For example  reading va range of a 400GB VMA which has few pages mapped
in beginning and few pages at the end and the rest of VMA does not have 
any pages, it
takes 0.001s using the /proc interface. Whereas with move_page() api 
passing 1024
consecutive small pages address, it takes about 2.4secs. This is on a 
similar system
running 4.19 kernel.
Dave Hansen Sept. 14, 2018, 7:01 p.m. UTC | #8
On 09/14/2018 11:04 AM, Prakash Sangappa wrote:
> Also, for valid VMAs in  'maps' file, if the VMA is sparsely
> populated with  physical pages, the page walk can skip over non
> existing page table entires (PMDs) and so can be faster.
Note that this only works for things that were _never_ populated.  They
might be sparse after once being populated and then being reclaimed or
discarded.  Those will still have all the page tables allocated.
Prakash Sangappa Sept. 15, 2018, 1:31 a.m. UTC | #9
On 9/13/2018 5:25 PM, Dave Hansen wrote:
> On 09/13/2018 05:10 PM, Andrew Morton wrote:
>>> Also, VMAs having THP pages can have a mix of 4k pages and hugepages.
>>> The page walks would be efficient in scanning and determining if it is
>>> a THP huge page and step over it. Whereas using the API, the application
>>> would not know what page size mapping is used for a given VA and so would
>>> have to again scan the VMA in units of 4k page size.
>>>
>>> If this sounds reasonable, I can add it to the commit / patch description.
> As we are judging whether this is a "good" interface, can you tell us a
> bit about its scalability?  For instance, let's say someone has a 1TB
> VMA that's populated with interleaved 4k pages.  How much data comes
> out?  How long does it take to parse?  Will we effectively deadlock the
> system if someone accidentally cat's the wrong /proc file?

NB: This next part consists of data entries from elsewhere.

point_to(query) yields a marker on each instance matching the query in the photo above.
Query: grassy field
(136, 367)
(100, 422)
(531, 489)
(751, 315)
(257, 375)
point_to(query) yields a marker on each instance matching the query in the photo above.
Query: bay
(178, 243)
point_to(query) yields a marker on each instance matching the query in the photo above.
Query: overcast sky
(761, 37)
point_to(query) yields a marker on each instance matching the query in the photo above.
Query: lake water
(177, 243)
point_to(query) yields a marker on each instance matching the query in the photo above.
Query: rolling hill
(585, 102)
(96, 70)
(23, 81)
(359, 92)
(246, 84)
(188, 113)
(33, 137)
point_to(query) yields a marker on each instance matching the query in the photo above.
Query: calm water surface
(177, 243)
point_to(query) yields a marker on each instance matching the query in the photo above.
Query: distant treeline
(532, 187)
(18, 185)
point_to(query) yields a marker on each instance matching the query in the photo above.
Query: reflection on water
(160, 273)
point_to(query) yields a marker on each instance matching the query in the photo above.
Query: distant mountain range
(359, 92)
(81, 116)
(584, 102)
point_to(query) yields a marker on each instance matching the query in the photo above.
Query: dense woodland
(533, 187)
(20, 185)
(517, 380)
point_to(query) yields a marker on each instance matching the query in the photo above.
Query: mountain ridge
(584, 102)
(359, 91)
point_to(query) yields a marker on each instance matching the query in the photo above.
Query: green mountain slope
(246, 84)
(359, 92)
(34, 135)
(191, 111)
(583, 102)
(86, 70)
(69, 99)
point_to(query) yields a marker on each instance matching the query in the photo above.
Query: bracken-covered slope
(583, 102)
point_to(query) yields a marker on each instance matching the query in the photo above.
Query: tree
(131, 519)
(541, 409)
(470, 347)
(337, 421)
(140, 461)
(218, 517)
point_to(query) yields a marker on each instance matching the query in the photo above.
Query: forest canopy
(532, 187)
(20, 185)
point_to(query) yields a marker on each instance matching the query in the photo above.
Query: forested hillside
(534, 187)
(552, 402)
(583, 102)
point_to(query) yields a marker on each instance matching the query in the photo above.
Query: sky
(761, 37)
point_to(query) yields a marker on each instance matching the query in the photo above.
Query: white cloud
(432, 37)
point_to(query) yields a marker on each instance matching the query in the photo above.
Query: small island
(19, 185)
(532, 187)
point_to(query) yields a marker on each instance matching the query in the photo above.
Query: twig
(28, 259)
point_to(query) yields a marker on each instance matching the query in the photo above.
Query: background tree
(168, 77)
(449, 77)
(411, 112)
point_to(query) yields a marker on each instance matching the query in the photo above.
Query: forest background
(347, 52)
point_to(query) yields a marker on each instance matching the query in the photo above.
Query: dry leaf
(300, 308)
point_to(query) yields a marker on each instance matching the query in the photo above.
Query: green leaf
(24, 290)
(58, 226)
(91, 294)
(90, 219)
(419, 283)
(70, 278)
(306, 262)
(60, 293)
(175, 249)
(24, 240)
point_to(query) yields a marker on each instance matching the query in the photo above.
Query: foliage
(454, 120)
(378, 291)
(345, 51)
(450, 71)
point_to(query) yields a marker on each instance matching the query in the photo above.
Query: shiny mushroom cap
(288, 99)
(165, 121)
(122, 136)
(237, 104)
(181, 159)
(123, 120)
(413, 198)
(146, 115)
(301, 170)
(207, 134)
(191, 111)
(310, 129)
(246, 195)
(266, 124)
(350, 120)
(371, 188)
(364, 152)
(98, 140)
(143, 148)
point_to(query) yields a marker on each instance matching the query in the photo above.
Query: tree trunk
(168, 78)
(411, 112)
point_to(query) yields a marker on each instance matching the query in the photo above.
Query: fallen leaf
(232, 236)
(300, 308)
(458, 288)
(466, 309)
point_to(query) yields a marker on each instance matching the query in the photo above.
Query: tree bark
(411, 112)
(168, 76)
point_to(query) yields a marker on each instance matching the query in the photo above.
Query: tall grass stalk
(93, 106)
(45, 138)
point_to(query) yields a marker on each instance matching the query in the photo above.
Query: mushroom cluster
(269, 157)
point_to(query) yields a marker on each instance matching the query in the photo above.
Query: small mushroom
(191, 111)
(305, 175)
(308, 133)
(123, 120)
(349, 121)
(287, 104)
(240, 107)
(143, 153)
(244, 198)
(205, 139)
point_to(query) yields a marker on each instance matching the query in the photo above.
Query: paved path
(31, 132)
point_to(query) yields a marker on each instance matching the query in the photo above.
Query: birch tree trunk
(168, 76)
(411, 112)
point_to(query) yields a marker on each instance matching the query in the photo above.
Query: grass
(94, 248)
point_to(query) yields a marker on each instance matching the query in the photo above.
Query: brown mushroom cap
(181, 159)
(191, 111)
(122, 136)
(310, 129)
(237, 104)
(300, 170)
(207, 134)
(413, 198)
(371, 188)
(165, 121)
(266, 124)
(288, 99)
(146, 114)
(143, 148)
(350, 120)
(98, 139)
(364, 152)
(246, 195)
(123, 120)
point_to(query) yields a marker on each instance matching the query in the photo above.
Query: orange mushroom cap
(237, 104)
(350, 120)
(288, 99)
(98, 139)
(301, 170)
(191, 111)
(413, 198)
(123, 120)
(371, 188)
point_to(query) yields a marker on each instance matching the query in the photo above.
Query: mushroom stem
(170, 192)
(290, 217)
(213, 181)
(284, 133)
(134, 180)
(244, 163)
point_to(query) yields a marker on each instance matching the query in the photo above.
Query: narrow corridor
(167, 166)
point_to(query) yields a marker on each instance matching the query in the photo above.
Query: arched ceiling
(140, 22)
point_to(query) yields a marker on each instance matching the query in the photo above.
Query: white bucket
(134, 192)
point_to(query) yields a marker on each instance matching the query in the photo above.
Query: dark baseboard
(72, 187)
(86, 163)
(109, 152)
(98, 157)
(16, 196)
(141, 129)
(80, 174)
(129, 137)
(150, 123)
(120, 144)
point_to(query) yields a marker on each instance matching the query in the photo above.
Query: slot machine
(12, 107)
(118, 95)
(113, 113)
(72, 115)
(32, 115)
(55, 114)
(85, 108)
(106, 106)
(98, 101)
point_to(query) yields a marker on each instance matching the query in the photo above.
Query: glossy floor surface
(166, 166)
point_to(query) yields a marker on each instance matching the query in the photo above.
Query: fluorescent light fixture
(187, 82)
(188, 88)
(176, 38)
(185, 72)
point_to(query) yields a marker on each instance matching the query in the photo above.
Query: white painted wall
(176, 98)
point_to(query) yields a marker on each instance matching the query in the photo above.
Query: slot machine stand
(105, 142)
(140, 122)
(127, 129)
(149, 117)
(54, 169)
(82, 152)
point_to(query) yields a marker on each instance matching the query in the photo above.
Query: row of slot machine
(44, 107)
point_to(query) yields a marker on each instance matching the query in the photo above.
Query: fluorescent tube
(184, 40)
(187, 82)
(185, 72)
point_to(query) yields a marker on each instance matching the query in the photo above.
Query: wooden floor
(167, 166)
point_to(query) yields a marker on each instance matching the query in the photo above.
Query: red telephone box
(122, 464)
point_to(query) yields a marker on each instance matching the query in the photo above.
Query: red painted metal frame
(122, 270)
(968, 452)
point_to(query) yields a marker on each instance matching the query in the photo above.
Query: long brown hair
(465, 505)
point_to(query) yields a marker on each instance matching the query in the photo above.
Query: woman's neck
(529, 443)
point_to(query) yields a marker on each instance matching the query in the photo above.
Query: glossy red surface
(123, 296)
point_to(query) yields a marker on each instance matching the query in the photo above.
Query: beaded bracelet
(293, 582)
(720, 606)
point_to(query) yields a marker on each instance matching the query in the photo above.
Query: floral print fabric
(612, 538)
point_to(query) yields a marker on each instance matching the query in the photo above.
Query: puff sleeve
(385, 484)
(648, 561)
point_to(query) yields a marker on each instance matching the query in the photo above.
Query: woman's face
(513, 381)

For the worst case scenario you describe, it would be one line(range) 
for each 4k. Which would
be similar to what you get with  '/proc/*/pagemap'. The amount of data 
copied out at a
time is based on the buffer size used in the kernel. Which is 1024. That 
is if one line(one range)
printed is about 40 bytes(char), that means  about 25 lines per copy 
out.  Main concern would
be holding  'mmap_sem' lock, which can cause hangs. When the 1024 buffer 
gets filled the
mmap_sem is dropped and the buffer content is copied out to the user 
buffer. Then the
mmap_sem lock is reacquired and the page walk continues as needed until 
the specified user
buffer size is filed or till end of process address space is reached.

One potential issue could be that there is  a large VA range with all 
pages populated from
one numa node, then the page walk could take longer while holding 
mmap_sem lock. This
can be addressed by dropping and re-acquiring the mmap_sem lock after 
certain number of
pages have been walked(Say 512 - which is what happens in 
'/proc/*/pagemap' case).

>
> /proc seems like a really simple way to implement this, but it seems a
> *really* odd choice for something that needs to collect a large amount
> of data.  The lseek() stuff is a nice addition, but I wonder if it's
> unwieldy to use in practice.  For instance, if you want to read data for
> the VMA at 0x1000000 you lseek(fd, 0x1000000, SEEK_SET, right?  You read
> ~20 bytes of data and then the fd is at 0x1000020.  But, you're getting
> data out at the next read() for (at least) the next page, which is also
> available at 0x1001000.  Seems funky.  Do other /proc files behave this way?
>
Yes, SEEK_SET to the VA.  The lseek offset is the process VA. So it is 
not going to be
different from reading a normal text file.  Expect that  /proc files are 
special. Ex In
/proc/*/pagemap' file case, read enforces that seek/file offset and the 
user buffer size
passed in to  be a  multiple of the pagemap_entry_t  size or else the 
read would fail.

The usage for numa_vamaps file will be to SEEK_SET to the VA from where 
VA range
to numa node information needs to be read.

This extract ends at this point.